Jeffersonian populism and Bolshevik statism fractured a movement that could not overcome the two-party system.

Before it became a favorite trope of Republican presidential candidates, “American exceptionalism” belonged to the left. The phrase referred to the United States’ puzzling divergence from the pattern of development proposed by Karl Marx. According to Marx, powerful socialist movements or labor parties should arise in advanced economies as workers recognized the opposition of interests between themselves and capital. Why did this fail to occur in America?

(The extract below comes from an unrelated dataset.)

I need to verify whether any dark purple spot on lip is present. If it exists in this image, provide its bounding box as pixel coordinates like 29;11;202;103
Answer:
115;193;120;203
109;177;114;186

Jack Ross is the latest to raise this question, joining an honor roll of intellectuals including Friedrich Engels, Werner Sombart, H.G. Wells, Daniel Bell, and more recently Gary Marks and Seymour Martin Lipset. His book—ostensibly a history of the Socialist Party of America (SPA), which existed formally from 1901 to 1972—reconsiders the successes and, mostly, failures of socialist organizing from the end of the Civil War up to the present. Ross argues that the fundamental error of American socialism was its leaders’ refusal to build a political party on a foundation of unions and agricultural associations, as was done in Britain and Germany. The resulting split between labor and politics condemned the SPA to marginality.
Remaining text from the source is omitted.